Crime in Massachusetts may possibly be going up, and if it is, the “swooning economy” could be an explanation, the Boston Globe reports today.
The evidence: “Police departments say they have noticed not only a startling increase in some statistics, but more unusual crimes coming across the scanner.” Alas, the story does not include any data from the Unusual Crime Index, but we can assume that a paragraph like this would have been impossible to write a few years ago:
In Ludlow, the same bank was robbed twice in 13 months, an aberration for a small town that had not had a bank robbery in two decades. In New Bedford, detectives are dealing with dozens of complaints from people who lost of thousands of dollars in scams that promised cash prizes. In Quincy, thieves stole three snowplow blades in one weekend last December, most likely, detectives say, because they needed to replace their own blade or wanted sell the piece to other drivers.

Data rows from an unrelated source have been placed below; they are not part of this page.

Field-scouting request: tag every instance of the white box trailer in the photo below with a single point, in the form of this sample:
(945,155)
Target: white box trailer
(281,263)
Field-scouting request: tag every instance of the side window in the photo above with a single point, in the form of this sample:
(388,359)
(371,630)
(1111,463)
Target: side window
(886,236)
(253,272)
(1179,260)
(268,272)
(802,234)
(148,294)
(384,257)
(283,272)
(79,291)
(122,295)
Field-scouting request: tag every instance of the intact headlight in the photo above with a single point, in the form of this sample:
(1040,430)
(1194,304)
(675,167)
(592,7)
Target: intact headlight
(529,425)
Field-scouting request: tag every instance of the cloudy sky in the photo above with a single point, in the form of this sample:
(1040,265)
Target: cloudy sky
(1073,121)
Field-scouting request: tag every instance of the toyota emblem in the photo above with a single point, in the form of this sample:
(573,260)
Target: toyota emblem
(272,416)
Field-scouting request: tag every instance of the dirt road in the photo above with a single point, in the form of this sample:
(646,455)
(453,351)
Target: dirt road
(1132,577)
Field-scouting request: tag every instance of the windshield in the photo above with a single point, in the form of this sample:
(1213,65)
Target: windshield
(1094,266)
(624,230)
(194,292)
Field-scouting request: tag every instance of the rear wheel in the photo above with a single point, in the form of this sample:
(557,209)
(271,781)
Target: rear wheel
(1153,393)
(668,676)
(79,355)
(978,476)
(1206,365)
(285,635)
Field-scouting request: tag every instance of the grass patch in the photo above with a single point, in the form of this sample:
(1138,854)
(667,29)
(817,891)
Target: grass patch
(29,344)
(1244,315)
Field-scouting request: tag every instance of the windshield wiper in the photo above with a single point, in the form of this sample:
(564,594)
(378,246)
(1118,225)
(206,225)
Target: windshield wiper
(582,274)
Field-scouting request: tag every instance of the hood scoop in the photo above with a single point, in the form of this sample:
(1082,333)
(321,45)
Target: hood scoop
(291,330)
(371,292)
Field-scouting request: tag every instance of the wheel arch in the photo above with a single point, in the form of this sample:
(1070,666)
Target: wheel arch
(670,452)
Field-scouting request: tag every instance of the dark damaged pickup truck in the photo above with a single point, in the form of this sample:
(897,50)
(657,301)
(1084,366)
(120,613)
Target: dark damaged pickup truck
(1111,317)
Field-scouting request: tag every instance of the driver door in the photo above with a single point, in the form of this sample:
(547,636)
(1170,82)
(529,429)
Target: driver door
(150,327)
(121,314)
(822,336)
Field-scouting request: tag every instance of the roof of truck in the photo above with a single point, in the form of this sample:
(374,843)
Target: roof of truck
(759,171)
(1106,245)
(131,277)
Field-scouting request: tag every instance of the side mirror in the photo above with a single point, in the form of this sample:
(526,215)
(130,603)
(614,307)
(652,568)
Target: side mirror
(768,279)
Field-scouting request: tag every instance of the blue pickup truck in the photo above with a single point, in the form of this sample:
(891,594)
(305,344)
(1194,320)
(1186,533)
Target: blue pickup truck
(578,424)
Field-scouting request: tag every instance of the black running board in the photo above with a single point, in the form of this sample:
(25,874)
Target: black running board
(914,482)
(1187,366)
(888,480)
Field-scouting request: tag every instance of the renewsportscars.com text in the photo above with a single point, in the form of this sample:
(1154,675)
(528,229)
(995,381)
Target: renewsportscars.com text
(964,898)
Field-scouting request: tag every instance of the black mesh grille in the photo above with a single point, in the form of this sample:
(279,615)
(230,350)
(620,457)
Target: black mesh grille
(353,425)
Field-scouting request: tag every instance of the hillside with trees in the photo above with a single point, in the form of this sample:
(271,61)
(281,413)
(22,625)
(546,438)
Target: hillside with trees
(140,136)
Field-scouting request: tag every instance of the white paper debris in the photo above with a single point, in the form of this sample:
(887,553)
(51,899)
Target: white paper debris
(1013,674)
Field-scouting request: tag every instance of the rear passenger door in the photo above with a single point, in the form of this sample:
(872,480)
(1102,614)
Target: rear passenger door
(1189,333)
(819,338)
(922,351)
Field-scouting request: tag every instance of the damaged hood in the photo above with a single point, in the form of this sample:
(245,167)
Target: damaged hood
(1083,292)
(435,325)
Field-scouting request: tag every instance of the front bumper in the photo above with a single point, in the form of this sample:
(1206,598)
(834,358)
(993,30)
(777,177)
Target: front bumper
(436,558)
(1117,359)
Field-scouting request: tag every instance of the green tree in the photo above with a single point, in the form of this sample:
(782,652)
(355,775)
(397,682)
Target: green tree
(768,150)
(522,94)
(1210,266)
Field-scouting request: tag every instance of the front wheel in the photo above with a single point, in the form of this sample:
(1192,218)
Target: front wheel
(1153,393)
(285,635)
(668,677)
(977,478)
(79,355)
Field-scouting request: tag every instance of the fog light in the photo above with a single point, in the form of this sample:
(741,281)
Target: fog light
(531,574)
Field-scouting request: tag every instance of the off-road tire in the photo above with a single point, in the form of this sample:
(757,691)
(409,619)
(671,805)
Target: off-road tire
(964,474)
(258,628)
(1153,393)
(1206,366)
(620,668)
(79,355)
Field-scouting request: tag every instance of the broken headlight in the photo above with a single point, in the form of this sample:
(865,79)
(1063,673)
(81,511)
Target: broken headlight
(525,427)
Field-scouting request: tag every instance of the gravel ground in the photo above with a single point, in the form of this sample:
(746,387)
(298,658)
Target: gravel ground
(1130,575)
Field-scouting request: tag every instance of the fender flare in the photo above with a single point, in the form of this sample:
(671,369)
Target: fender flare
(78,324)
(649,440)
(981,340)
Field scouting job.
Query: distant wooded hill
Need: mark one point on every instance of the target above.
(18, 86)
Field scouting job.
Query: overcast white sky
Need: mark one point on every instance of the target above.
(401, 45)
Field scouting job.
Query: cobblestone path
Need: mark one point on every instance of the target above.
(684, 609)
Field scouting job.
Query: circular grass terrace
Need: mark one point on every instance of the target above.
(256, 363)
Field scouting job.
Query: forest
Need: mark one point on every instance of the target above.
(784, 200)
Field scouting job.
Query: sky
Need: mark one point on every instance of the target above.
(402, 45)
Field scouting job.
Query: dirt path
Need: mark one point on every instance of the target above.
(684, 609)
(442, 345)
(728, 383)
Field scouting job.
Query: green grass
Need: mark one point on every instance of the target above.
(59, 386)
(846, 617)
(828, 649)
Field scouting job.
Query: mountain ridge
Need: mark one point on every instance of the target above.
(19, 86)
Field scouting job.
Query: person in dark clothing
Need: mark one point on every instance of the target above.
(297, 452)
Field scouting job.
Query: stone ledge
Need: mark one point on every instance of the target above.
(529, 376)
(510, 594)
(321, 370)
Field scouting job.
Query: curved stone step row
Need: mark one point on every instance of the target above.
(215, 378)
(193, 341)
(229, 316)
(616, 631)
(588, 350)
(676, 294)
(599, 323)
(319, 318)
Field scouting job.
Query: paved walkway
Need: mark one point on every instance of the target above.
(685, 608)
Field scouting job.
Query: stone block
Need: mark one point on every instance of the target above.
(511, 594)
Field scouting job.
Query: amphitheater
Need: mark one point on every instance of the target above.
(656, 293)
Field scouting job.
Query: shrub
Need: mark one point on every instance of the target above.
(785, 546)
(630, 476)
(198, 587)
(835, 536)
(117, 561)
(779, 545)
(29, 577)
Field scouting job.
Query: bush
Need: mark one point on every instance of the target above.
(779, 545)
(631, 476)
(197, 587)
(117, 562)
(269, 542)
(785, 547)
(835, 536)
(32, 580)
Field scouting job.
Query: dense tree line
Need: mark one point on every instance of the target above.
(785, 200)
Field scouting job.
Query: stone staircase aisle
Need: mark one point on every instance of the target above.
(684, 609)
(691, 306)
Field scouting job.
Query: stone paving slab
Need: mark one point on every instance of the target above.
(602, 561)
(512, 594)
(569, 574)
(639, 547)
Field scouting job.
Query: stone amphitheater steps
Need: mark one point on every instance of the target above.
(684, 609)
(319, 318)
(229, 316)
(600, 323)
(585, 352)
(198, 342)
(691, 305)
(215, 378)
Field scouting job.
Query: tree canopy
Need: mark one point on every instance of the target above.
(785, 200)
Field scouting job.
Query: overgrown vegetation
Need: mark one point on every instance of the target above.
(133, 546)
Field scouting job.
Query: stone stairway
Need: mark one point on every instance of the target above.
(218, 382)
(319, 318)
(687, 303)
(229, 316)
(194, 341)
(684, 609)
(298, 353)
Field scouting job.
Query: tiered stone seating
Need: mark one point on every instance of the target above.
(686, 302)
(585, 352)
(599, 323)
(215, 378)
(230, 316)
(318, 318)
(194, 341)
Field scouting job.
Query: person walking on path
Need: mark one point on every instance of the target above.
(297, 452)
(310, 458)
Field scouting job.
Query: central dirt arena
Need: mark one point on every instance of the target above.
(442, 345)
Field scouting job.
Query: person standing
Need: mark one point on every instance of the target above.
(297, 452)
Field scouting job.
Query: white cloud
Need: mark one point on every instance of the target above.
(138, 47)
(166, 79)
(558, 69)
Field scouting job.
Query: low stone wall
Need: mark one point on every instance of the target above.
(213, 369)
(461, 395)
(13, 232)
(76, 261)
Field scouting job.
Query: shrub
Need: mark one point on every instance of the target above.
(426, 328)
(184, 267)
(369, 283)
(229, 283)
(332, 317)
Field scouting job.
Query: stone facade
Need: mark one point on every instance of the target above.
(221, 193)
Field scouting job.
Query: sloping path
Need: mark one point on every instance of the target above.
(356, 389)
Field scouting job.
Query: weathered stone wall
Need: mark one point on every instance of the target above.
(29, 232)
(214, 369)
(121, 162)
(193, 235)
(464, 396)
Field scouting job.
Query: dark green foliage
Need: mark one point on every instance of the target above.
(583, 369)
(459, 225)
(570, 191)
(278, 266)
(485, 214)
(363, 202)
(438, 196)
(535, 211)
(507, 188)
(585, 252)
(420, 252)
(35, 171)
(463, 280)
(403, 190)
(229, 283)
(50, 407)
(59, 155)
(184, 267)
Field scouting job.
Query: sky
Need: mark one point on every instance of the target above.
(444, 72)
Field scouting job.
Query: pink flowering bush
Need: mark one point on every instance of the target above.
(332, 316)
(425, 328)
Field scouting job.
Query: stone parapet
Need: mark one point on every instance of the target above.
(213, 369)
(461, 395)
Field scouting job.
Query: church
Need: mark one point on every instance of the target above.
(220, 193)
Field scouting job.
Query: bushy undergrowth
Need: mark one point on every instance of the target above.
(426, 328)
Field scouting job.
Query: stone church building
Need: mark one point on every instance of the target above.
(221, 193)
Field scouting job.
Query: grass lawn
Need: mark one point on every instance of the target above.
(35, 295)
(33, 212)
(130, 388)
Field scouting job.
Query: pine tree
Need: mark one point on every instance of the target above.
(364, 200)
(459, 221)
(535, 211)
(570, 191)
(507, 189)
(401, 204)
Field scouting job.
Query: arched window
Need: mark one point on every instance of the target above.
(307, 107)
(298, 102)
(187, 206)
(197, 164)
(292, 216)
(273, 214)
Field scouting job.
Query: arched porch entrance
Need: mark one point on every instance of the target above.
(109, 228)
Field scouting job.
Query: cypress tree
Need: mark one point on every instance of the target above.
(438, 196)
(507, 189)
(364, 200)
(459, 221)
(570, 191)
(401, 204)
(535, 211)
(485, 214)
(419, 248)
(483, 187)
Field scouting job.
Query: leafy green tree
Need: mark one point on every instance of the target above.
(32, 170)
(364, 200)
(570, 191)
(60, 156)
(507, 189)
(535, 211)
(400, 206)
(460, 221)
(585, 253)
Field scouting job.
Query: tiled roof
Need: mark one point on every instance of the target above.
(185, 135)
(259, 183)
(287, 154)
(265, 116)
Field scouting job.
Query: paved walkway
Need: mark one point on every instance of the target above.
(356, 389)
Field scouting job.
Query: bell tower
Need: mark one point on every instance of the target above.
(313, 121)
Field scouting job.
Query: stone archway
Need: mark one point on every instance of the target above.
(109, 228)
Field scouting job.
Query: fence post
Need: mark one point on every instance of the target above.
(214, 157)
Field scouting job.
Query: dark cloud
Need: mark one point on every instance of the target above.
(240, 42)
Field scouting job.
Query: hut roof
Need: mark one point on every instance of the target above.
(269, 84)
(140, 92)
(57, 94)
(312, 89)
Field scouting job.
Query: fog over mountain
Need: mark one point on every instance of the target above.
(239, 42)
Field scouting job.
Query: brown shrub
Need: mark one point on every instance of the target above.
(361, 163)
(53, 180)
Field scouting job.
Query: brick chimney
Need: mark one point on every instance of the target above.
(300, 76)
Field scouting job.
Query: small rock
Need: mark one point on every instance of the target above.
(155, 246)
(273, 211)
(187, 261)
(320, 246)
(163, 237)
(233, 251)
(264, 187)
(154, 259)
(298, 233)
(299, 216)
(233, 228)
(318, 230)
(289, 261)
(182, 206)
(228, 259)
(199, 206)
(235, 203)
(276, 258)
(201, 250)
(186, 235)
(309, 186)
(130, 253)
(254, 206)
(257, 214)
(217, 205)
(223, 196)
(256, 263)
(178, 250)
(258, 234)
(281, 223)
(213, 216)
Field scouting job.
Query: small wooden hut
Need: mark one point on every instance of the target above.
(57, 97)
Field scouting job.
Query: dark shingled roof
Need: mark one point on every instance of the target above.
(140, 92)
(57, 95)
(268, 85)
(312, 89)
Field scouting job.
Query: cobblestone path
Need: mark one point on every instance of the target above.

There are about a dozen story ideas in today’s crime round-up (a surge in reported child abuse appears near the end of the piece, and poor Ludlow gets another mention as the alleged epicenter of an eBay scam), but the Globe probably doesn’t have the resources to cover them all, so instead they get bundled together as a trend piece. And it’s hard to refute logic like this:
“I’ve been a police officer for 25 years and I’ve never seen a snowplow stolen,” Quincy police Captain John Dougan said. “My best educated guess is the economy has something to do with it.”